Da un lato, infatti, troviamo un fronte progressista estremamente eterogeneo, dove convivono il PSOE, la sinistra radicale di Sumar e numerosi partiti nazionalisti catalani e baschi. Dall’altro lato (che fino a pochi anni fa risultava il più omogeneo), il centrodestra deve confrontarsi con una realtà nuova caratterizzata dalla crescita di Vox, partito che ha costretto il Partito Popolare a negoziare alleanze che in passato non erano necessarie.
Nel frattempo, il panorama politico continua ad arricchirsi di nuove formazioni populiste e antisistema, segno di un malessere che attraversa una parte crescente dell’elettorato. González cita il caso di Se Acabó la Fiesta, movimento di estrema destra nato con una forte retorica anti-establishment che ha già ottenuto una rappresentanza al Parlamento europeo.
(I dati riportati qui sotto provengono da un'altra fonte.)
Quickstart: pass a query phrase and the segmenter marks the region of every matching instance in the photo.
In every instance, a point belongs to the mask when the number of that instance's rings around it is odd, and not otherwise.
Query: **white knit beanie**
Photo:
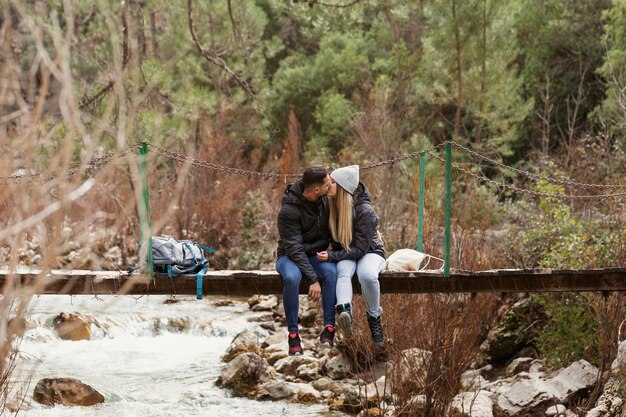
[[[334,179],[341,188],[354,194],[356,187],[359,185],[359,166],[350,165],[347,167],[337,168],[330,173],[330,177]]]

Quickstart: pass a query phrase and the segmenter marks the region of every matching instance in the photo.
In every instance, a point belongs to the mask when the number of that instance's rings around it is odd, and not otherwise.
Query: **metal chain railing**
[[[228,166],[224,166],[224,165],[219,165],[213,162],[207,162],[207,161],[203,161],[200,159],[195,159],[195,158],[191,158],[185,154],[182,154],[180,152],[174,152],[171,151],[169,149],[165,149],[162,146],[159,145],[155,145],[153,143],[150,142],[143,142],[145,143],[149,148],[152,148],[158,155],[164,156],[166,158],[181,162],[181,163],[185,163],[185,164],[190,164],[192,166],[195,167],[199,167],[199,168],[204,168],[204,169],[209,169],[209,170],[213,170],[213,171],[217,171],[217,172],[222,172],[225,174],[234,174],[234,175],[244,175],[244,176],[248,176],[248,177],[257,177],[257,178],[298,178],[300,177],[302,174],[301,173],[285,173],[285,174],[279,174],[279,173],[272,173],[272,172],[259,172],[259,171],[251,171],[251,170],[245,170],[245,169],[240,169],[240,168],[232,168],[232,167],[228,167]],[[107,164],[108,162],[110,162],[112,159],[115,158],[121,158],[125,155],[127,155],[129,152],[134,152],[136,150],[138,150],[143,143],[137,143],[137,144],[133,144],[133,145],[129,145],[126,148],[117,151],[117,152],[109,152],[106,153],[105,155],[98,157],[98,158],[94,158],[91,159],[90,161],[88,161],[86,164],[80,164],[80,165],[75,165],[75,166],[71,166],[69,167],[63,174],[58,175],[58,176],[51,176],[51,175],[45,175],[43,173],[34,173],[34,174],[29,174],[29,175],[13,175],[10,177],[0,177],[0,184],[7,184],[7,183],[11,183],[11,182],[21,182],[21,181],[28,181],[28,182],[46,182],[46,181],[51,181],[55,178],[63,178],[63,177],[70,177],[72,175],[75,175],[79,172],[87,172],[87,173],[91,173],[94,170],[100,168],[101,166]],[[435,152],[439,151],[441,148],[445,147],[446,145],[452,145],[455,146],[456,148],[470,154],[471,156],[474,156],[476,158],[482,159],[484,161],[487,161],[488,163],[503,168],[503,169],[508,169],[511,170],[513,172],[516,172],[520,175],[524,175],[526,177],[532,178],[534,180],[544,180],[553,184],[560,184],[560,185],[566,185],[566,186],[571,186],[571,187],[581,187],[581,188],[594,188],[594,189],[617,189],[617,188],[626,188],[626,185],[621,185],[621,184],[586,184],[586,183],[580,183],[580,182],[575,182],[575,181],[567,181],[567,180],[560,180],[560,179],[556,179],[556,178],[549,178],[549,177],[545,177],[545,176],[541,176],[541,175],[537,175],[537,174],[533,174],[529,171],[524,171],[518,168],[514,168],[514,167],[510,167],[508,165],[505,165],[501,162],[495,161],[493,159],[490,159],[484,155],[479,154],[478,152],[472,151],[471,149],[457,143],[454,141],[446,141],[443,143],[440,143],[439,145],[433,146],[431,148],[428,149],[423,149],[423,150],[419,150],[419,151],[415,151],[415,152],[411,152],[408,154],[403,154],[400,155],[398,157],[386,160],[386,161],[381,161],[381,162],[377,162],[374,164],[370,164],[370,165],[366,165],[364,167],[361,167],[362,171],[367,171],[367,170],[372,170],[375,168],[379,168],[382,166],[387,166],[387,165],[394,165],[398,162],[407,160],[407,159],[412,159],[415,157],[418,157],[420,154],[424,153],[424,154],[429,154],[431,155],[433,158],[442,161],[445,163],[445,160],[440,157],[439,155],[437,155]],[[611,193],[611,194],[596,194],[596,195],[564,195],[564,194],[554,194],[554,193],[545,193],[545,192],[540,192],[540,191],[534,191],[534,190],[529,190],[526,188],[521,188],[521,187],[516,187],[514,185],[510,185],[510,184],[505,184],[502,182],[498,182],[496,180],[493,180],[491,178],[487,178],[484,175],[481,174],[477,174],[475,172],[472,172],[468,169],[459,167],[458,165],[452,164],[452,167],[459,171],[462,172],[463,174],[470,176],[478,181],[482,181],[482,182],[486,182],[486,183],[490,183],[496,187],[499,188],[503,188],[503,189],[508,189],[517,193],[525,193],[525,194],[529,194],[529,195],[533,195],[533,196],[537,196],[537,197],[552,197],[552,198],[559,198],[559,199],[603,199],[603,198],[614,198],[614,197],[623,197],[626,196],[626,192],[624,193]]]
[[[43,182],[49,182],[49,181],[53,181],[55,179],[60,179],[60,178],[69,178],[81,172],[85,172],[89,175],[92,175],[94,171],[96,171],[98,168],[102,167],[103,165],[108,164],[111,160],[122,158],[128,153],[134,152],[135,150],[139,149],[140,146],[141,144],[134,144],[134,145],[129,145],[126,148],[121,149],[117,152],[107,152],[100,157],[93,158],[87,161],[87,163],[85,164],[71,165],[68,168],[66,168],[62,173],[57,174],[57,175],[36,172],[33,174],[17,174],[17,175],[11,175],[9,177],[0,177],[0,184],[20,183],[22,181],[26,181],[29,183],[33,183],[33,182],[43,183]]]
[[[544,177],[542,175],[537,175],[537,174],[533,174],[532,172],[529,171],[524,171],[523,169],[518,169],[518,168],[514,168],[514,167],[510,167],[508,165],[503,164],[502,162],[498,162],[496,160],[490,159],[484,155],[479,154],[476,151],[473,151],[457,142],[451,141],[450,142],[452,144],[452,146],[476,157],[479,159],[482,159],[484,161],[487,161],[488,163],[503,168],[503,169],[507,169],[509,171],[513,171],[515,173],[518,173],[520,175],[532,178],[534,180],[543,180],[543,181],[547,181],[550,182],[552,184],[559,184],[559,185],[567,185],[570,187],[578,187],[578,188],[626,188],[626,184],[587,184],[587,183],[582,183],[582,182],[576,182],[576,181],[567,181],[567,180],[560,180],[557,178],[550,178],[550,177]]]
[[[442,163],[444,164],[446,163],[445,159],[442,158],[441,156],[434,154],[432,152],[428,152],[428,154],[432,156],[433,158],[441,161]],[[562,199],[562,200],[569,200],[569,199],[592,200],[592,199],[606,199],[606,198],[626,196],[626,192],[625,193],[613,193],[613,194],[595,194],[595,195],[575,195],[575,194],[565,195],[565,194],[544,193],[541,191],[528,190],[526,188],[520,188],[514,185],[498,182],[498,181],[492,180],[491,178],[487,178],[484,175],[477,174],[465,168],[461,168],[455,164],[452,164],[452,168],[478,181],[487,182],[499,188],[504,188],[504,189],[515,191],[518,193],[529,194],[535,197],[550,197],[550,198],[556,198],[556,199]]]
[[[250,171],[246,169],[240,168],[231,168],[224,165],[218,165],[213,162],[202,161],[200,159],[190,158],[187,155],[184,155],[179,152],[170,151],[165,149],[159,145],[152,144],[150,142],[146,142],[149,148],[152,148],[156,151],[157,154],[162,155],[166,158],[173,159],[178,162],[182,162],[184,164],[190,164],[196,167],[210,169],[212,171],[223,172],[225,174],[235,174],[235,175],[244,175],[248,177],[257,177],[257,178],[294,178],[301,177],[302,174],[277,174],[272,172],[259,172],[259,171]]]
Un fenomeno che, pur con caratteristiche diverse, ricorda la crescente sfiducia nei confronti delle istituzioni osservabile in molti Paesi europei.

È in questo scenario che si è affermata la leadership di Sánchez: «una cosa gli va sicuramente riconosciuta», la docente. «Ha dimostrato una straordinaria capacità di resistenza.» Non è un caso che il suo libro autobiografico si intitoli proprio Manual de Resistencia. Prima di arrivare alla presidenza del governo, Sánchez attraversò infatti uno dei momenti più difficili della storia recente del PSOE. Estromesso dalla guida del partito, rinunciò perfino al proprio seggio parlamentare per ricostruire dal basso la propria leadership, percorrendo la Spagna e incontrando iscritti e militanti. «Le basi del partito apprezzarono moltissimo quella scelta. Sembrava il ritorno allo spirito originario del Partito Socialista, che aveva in parte perso il proprio legame con la base.»
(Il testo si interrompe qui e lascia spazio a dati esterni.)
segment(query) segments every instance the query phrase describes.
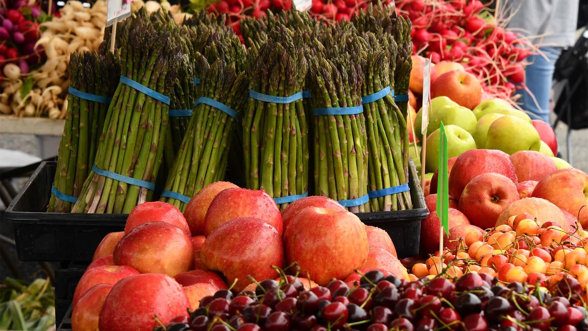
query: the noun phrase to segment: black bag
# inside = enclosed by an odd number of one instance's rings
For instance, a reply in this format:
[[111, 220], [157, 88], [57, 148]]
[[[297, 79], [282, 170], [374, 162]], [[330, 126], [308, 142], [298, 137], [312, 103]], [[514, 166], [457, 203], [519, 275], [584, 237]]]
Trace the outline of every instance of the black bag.
[[553, 78], [567, 80], [553, 111], [573, 130], [588, 128], [588, 29], [576, 44], [563, 51], [555, 64]]

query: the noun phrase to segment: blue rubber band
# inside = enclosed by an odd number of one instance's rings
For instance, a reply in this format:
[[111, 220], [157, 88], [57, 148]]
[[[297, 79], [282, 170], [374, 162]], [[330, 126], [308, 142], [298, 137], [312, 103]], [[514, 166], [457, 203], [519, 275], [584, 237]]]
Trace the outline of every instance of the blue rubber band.
[[213, 99], [211, 99], [210, 98], [206, 98], [206, 97], [201, 97], [194, 102], [194, 106], [199, 104], [206, 104], [209, 105], [211, 105], [216, 109], [222, 110], [226, 112], [229, 116], [230, 116], [235, 120], [239, 120], [239, 114], [237, 114], [236, 111], [235, 111], [230, 108], [229, 106], [225, 105], [222, 102], [219, 102], [216, 100]]
[[168, 198], [172, 198], [172, 199], [180, 200], [181, 201], [186, 203], [190, 202], [190, 198], [186, 197], [183, 194], [181, 194], [178, 192], [174, 192], [173, 191], [168, 191], [167, 190], [163, 190], [161, 192], [161, 196], [167, 197]]
[[364, 203], [368, 203], [369, 201], [369, 197], [368, 194], [363, 196], [360, 198], [356, 199], [349, 199], [348, 200], [339, 200], [338, 202], [341, 206], [343, 207], [355, 207], [356, 206], [361, 206]]
[[303, 93], [302, 92], [299, 92], [298, 93], [295, 93], [289, 97], [278, 97], [276, 95], [263, 94], [263, 93], [256, 92], [250, 88], [249, 89], [249, 97], [253, 98], [253, 99], [259, 100], [260, 101], [275, 102], [276, 104], [291, 104], [294, 101], [302, 99], [303, 94]]
[[170, 117], [182, 117], [192, 116], [191, 109], [171, 109], [169, 110]]
[[146, 95], [151, 97], [156, 100], [159, 100], [166, 105], [169, 105], [169, 97], [166, 97], [161, 93], [153, 91], [143, 84], [136, 82], [131, 78], [121, 75], [121, 82], [132, 87], [139, 92], [142, 92]]
[[65, 201], [71, 202], [72, 203], [75, 203], [78, 201], [78, 198], [68, 196], [65, 193], [62, 193], [59, 191], [59, 190], [55, 188], [55, 187], [53, 186], [51, 186], [51, 193], [52, 193], [54, 196], [55, 196], [56, 198]]
[[306, 198], [308, 196], [308, 192], [305, 192], [302, 194], [295, 194], [293, 196], [288, 196], [287, 197], [280, 197], [279, 198], [273, 198], [273, 201], [276, 201], [276, 204], [281, 204], [282, 203], [288, 203], [290, 202], [294, 202], [296, 200], [301, 199], [302, 198]]
[[315, 116], [321, 115], [353, 115], [363, 112], [363, 106], [340, 107], [330, 108], [315, 108], [313, 110]]
[[395, 95], [394, 101], [398, 102], [407, 101], [408, 94], [400, 94], [400, 95]]
[[362, 104], [365, 105], [366, 104], [377, 101], [390, 93], [392, 93], [393, 95], [394, 90], [390, 90], [390, 87], [387, 86], [375, 93], [372, 93], [366, 95], [365, 97], [362, 97]]
[[382, 188], [382, 190], [378, 190], [377, 191], [368, 191], [368, 195], [370, 198], [379, 198], [380, 197], [383, 197], [384, 196], [389, 196], [390, 194], [395, 194], [396, 193], [400, 193], [400, 192], [406, 192], [406, 191], [409, 191], [410, 190], [410, 188], [408, 187], [407, 184], [403, 184], [402, 185], [399, 185], [398, 186], [386, 187], [386, 188]]
[[98, 167], [96, 166], [96, 164], [92, 165], [92, 171], [94, 171], [95, 173], [101, 176], [111, 178], [115, 180], [118, 180], [119, 181], [126, 183], [127, 184], [130, 184], [131, 185], [136, 185], [137, 186], [141, 186], [141, 187], [145, 187], [147, 189], [151, 190], [152, 191], [155, 191], [156, 188], [155, 184], [152, 183], [149, 183], [148, 181], [145, 181], [144, 180], [141, 180], [140, 179], [127, 177], [125, 176], [121, 175], [120, 174], [113, 173], [112, 171], [109, 171], [108, 170], [103, 170], [102, 169], [99, 169], [98, 168]]
[[112, 98], [102, 97], [102, 95], [96, 95], [96, 94], [91, 94], [90, 93], [86, 93], [85, 92], [82, 92], [79, 90], [76, 90], [71, 86], [69, 87], [69, 89], [68, 91], [70, 94], [75, 95], [78, 98], [90, 100], [91, 101], [96, 101], [96, 102], [100, 102], [101, 104], [109, 104], [110, 102], [112, 101]]

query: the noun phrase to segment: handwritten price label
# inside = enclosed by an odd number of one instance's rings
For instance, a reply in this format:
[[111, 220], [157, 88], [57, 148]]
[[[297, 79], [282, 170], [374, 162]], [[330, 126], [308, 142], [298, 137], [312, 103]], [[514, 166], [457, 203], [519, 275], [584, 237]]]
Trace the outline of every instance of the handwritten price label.
[[132, 0], [108, 0], [106, 7], [106, 27], [131, 15], [131, 2]]

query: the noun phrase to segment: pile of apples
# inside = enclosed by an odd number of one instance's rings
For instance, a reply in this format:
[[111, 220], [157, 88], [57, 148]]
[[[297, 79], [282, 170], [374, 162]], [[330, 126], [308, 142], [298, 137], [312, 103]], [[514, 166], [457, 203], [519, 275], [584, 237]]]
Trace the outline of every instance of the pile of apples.
[[333, 279], [352, 286], [372, 270], [409, 280], [387, 233], [336, 201], [308, 197], [280, 213], [262, 190], [217, 182], [184, 214], [145, 203], [129, 214], [124, 231], [106, 235], [76, 288], [72, 325], [151, 330], [219, 290], [255, 290], [282, 270], [309, 288]]

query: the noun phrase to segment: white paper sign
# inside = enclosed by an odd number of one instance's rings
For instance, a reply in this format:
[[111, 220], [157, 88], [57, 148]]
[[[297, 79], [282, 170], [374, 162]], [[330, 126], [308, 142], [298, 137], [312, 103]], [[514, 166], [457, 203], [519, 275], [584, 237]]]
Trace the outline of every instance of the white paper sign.
[[106, 8], [106, 27], [131, 16], [131, 4], [126, 0], [108, 0]]
[[[429, 126], [429, 101], [431, 85], [431, 60], [425, 60], [425, 68], [423, 72], [423, 119], [420, 124], [420, 132], [425, 137], [427, 136], [427, 127]], [[424, 139], [424, 138], [423, 138]]]
[[292, 3], [294, 8], [300, 12], [306, 11], [312, 6], [312, 0], [294, 0]]

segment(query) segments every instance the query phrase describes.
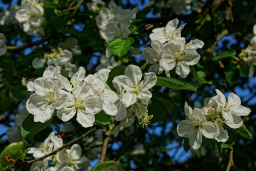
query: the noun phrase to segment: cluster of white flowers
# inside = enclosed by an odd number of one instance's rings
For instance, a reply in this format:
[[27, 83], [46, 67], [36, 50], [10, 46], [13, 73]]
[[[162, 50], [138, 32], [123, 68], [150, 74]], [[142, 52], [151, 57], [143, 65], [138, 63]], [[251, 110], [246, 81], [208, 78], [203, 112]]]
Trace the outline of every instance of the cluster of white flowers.
[[27, 100], [27, 109], [36, 122], [46, 122], [57, 110], [58, 117], [63, 121], [77, 114], [78, 123], [90, 127], [95, 122], [94, 115], [103, 109], [113, 119], [121, 121], [123, 127], [133, 123], [133, 114], [143, 127], [147, 126], [152, 118], [147, 109], [152, 96], [148, 89], [156, 83], [156, 74], [145, 73], [142, 80], [140, 68], [128, 66], [125, 75], [116, 76], [112, 81], [117, 95], [105, 83], [109, 72], [109, 69], [102, 69], [86, 77], [86, 70], [81, 67], [70, 82], [60, 74], [59, 67], [48, 66], [43, 77], [27, 83], [28, 90], [35, 93]]
[[39, 36], [44, 34], [40, 27], [43, 23], [43, 4], [38, 0], [22, 0], [21, 9], [15, 14], [15, 18], [21, 24], [23, 30], [29, 35], [37, 33]]
[[[32, 154], [34, 157], [38, 158], [61, 147], [63, 144], [62, 139], [55, 136], [55, 133], [52, 132], [39, 148], [30, 148], [27, 153]], [[33, 163], [30, 170], [80, 170], [87, 168], [89, 165], [89, 160], [82, 157], [82, 152], [81, 146], [78, 144], [74, 144], [70, 149], [64, 149], [58, 152], [56, 157], [51, 156], [42, 161]], [[51, 161], [54, 162], [55, 166], [46, 169]]]
[[216, 91], [217, 95], [205, 100], [206, 105], [201, 109], [192, 109], [186, 102], [185, 103], [187, 120], [178, 123], [177, 131], [180, 136], [189, 139], [189, 145], [194, 150], [201, 146], [203, 135], [218, 142], [226, 142], [229, 135], [224, 128], [241, 127], [243, 121], [240, 116], [247, 116], [251, 112], [241, 104], [240, 98], [234, 93], [230, 93], [226, 101], [220, 91]]
[[250, 67], [249, 78], [251, 78], [254, 73], [254, 67], [256, 66], [256, 25], [253, 27], [254, 36], [251, 39], [250, 44], [246, 49], [242, 50], [239, 57], [242, 61]]
[[152, 64], [149, 71], [159, 75], [176, 66], [176, 74], [185, 78], [189, 74], [189, 66], [196, 64], [200, 59], [196, 50], [202, 48], [204, 42], [194, 39], [186, 43], [181, 34], [185, 25], [177, 28], [178, 22], [177, 18], [172, 20], [165, 27], [155, 28], [149, 35], [152, 48], [144, 48], [142, 52], [143, 58]]
[[127, 39], [131, 32], [129, 27], [135, 19], [138, 10], [139, 6], [131, 11], [119, 9], [112, 0], [108, 8], [103, 7], [100, 9], [96, 18], [101, 37], [108, 43], [119, 38]]
[[[72, 42], [74, 42], [73, 40], [72, 41]], [[61, 43], [60, 46], [64, 46], [66, 48], [70, 47], [71, 50], [74, 51], [74, 53], [76, 53], [76, 54], [78, 53], [79, 54], [80, 47], [77, 46], [77, 43], [76, 46], [75, 43], [70, 44], [70, 46], [67, 46], [65, 44]], [[43, 67], [46, 63], [48, 66], [52, 64], [54, 64], [55, 66], [58, 66], [62, 67], [62, 71], [64, 74], [63, 75], [65, 76], [68, 75], [69, 78], [71, 78], [78, 70], [76, 66], [70, 62], [72, 59], [72, 53], [71, 51], [67, 50], [63, 50], [62, 48], [58, 47], [58, 49], [52, 49], [51, 53], [44, 53], [43, 58], [35, 58], [34, 59], [32, 62], [32, 66], [35, 69]]]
Quella capacità di ricostruire consenso si sarebbe rivelata decisiva anche negli anni successivi. Una volta arrivato al governo, Sánchez si è trovato ad affrontare una serie di sfide senza precedenti: il primo esecutivo di coalizione della Spagna democratica, la pandemia, la guerra in Ucraina, la crisi energetica e le tensioni politiche interne.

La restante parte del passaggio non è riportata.